Posts Tagged ‘Philosophy’

Are You A Grudge Holder?

Friday, February 25th, 2011

HOLDING A GRUDGE I come from a long line of grudge holders, as I’ve discovered. My mother holds a grudge like nobody’s business. I learned from a master without realizing what I’d learned. Sadly, it took me decades to realize where it came from and then to think about what that meant. About me.

Just the other day I was yakking with some friends about holding grudges. Today the subject popped up on Twitter. Something in the air, I guess.

My mother has a sister (who I never met) who received some heinous treatment from her parents (my maternal grandparents, both of whom died before I was born). There’s no question what they did was heinous. And, to be honest, I understand why she never spoke to them again. But she also never spoke to my mother again and my mother was three at the time– my aunt was 20. My mother surely did not deserve to be ostracized just for being the child of people who treated my aunt badly. But you see, don’t you, that this tendency appears to be a family trait . . .

My mother disliked, with reason, another relative, and she spent years stewing about the many deliberate unkindnesses done to her by this person. Years. To be honest, she’s not over it. But even I, absorbing the lessons of grudge holding as a child, wondered why my mother cared quite so much. At some point, don’t you realize you’re better than the jerk and get over it?

What I learned, after far too long, was that I had internalized grudge holding. I have spent some time contemplating this. On the one hand, hey, what goes around comes around. Assholes and jerks should someday get their just desserts. Right?

On the other hand, holding a grudge takes time and effort. You have to relive the slights and injuries so you don’t forget who you’re pissed off at and why. In the case of heinous things such as my aunt experienced, the event is so life changingly tremendous you can’t forget. People really can do unforgivable things. But when someone else is just a common jerk? Wow. It’s tiring to hold a grudge. And do you really want to be keeping the Naughty list? Because if you’re not careful, the nastiness coats your soul in subtle and destructive ways. I’ve seen what it’s done to my mother.

So here’s the irony. I still hold grudges. But from time-to-time, I ask myself if it’s still worth it. Does the slight or insult still piss me off?

Mean Girls

In this really sideways way, allow me to say that yes, the writing community is a small one and it behooves a writer, published or not, to understand that putting mean things out in public may come back to haunt you. If it does, you’re going to have to accept that chickens have come home to roost. Suck it up. You were a jerk, and this is your payback.

Mean Girls – The Flip Side

If you hold a grudge, have the balls to admit it. If you’re ever in a position to decline to assist that person, you should personally understand what you’re doing and why. It’s better for your soul.

My Mean Girl Potential

There is an author who is fairly well known who, at one time, posted something extremely harsh about one of my books. It included what I believed was a personal attack and also demonstrated a disregard of authorial choice. She would have written a different book and she was REALLY pissed off that I didn’t write my book her way. Her post included CAPITAL LETTERS and !!!!!

To this day, I remember that. I remember her name. I also, to this day, continue to believe that my choice was more interesting than the one she wanted me to have made. Doh, since it was my book. It’s been quite a long time, and I still hold a grudge.

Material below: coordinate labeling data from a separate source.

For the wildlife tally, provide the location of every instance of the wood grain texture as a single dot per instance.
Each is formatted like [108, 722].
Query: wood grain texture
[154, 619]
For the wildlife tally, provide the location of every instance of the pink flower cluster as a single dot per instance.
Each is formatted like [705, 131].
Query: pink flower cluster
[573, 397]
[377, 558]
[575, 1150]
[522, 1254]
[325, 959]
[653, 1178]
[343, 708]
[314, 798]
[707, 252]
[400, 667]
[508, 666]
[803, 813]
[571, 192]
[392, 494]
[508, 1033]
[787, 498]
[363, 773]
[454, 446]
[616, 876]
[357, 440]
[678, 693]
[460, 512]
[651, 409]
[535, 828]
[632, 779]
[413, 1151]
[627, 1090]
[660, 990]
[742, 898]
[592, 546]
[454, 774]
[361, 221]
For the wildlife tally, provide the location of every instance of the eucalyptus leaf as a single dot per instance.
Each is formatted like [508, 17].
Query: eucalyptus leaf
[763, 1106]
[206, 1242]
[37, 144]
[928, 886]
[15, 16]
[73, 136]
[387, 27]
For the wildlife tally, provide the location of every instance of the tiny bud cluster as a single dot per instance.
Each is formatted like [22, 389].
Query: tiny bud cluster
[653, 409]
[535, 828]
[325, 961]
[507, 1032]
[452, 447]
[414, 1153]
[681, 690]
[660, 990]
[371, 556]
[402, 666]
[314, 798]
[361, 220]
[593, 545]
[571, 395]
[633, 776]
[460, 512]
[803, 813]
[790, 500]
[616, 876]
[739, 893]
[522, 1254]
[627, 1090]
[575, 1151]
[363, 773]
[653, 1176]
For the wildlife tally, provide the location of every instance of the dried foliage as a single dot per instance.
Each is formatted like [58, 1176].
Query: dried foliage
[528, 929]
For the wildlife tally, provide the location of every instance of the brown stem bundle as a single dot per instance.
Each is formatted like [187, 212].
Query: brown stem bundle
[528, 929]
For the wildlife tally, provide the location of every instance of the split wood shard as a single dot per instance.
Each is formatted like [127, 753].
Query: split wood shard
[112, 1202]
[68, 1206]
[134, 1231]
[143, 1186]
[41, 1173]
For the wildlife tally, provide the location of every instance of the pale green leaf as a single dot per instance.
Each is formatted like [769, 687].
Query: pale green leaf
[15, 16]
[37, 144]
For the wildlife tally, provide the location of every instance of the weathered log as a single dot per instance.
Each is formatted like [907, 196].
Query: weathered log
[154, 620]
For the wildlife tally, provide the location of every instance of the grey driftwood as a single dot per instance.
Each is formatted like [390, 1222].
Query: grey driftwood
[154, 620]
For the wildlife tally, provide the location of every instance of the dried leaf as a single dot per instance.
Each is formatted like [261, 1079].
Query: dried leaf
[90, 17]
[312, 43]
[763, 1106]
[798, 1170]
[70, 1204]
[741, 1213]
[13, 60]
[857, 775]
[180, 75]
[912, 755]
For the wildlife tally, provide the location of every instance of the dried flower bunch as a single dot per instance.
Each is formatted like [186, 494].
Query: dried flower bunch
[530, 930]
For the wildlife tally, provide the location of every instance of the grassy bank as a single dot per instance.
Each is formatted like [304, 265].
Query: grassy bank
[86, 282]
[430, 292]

If, in some major stroke of irony, I was ever asked to blurb a book of hers (which I wouldn’t be. No one in their right mind would want a blurb from me) I would 1) make sure the request routed through my agent and 2) politely decline. Because I would probably be unable to give a fair read to her book, and also because I just wouldn’t want to. Because I am not yet free of my grudge holding ways. Because in this matter, I am still kind of mean and petty. And I am not all that happy knowing that about myself.

It gets Even Sillier

There is another author with a name that is similar to the author who was mean. I’ve never met her, but I know lots of other writers love her personally because she’s, apparently, really nice. And now I get confused between them. After all this time, I now have to spend time reminding myself which one was mean. Good gosh! Way to work the grudge. I think I am slowly moving toward a position of feeling it’s been too long and it’s no longer worth the hassle of remembering the mean girl’s name so I can never ever buy a book of hers and refuse a blurb request that will never be made.

The Future?

I do work pretty hard to separate someone’s personal opinions from the worth of the person. It’s totally OK to disagree with me. I don’t hate reviewers who hate my books. I’m well able to separate myself from someone’s opinions about my writing and to separate opinion from the opinion-giver. But mean people, well, they tend to piss people off. It’s only natural that if you’re mean, people might not like you.

So, where are you on the grudge holding scale? Did you learn from a master like I did and do you, as I do, struggle against the dark side?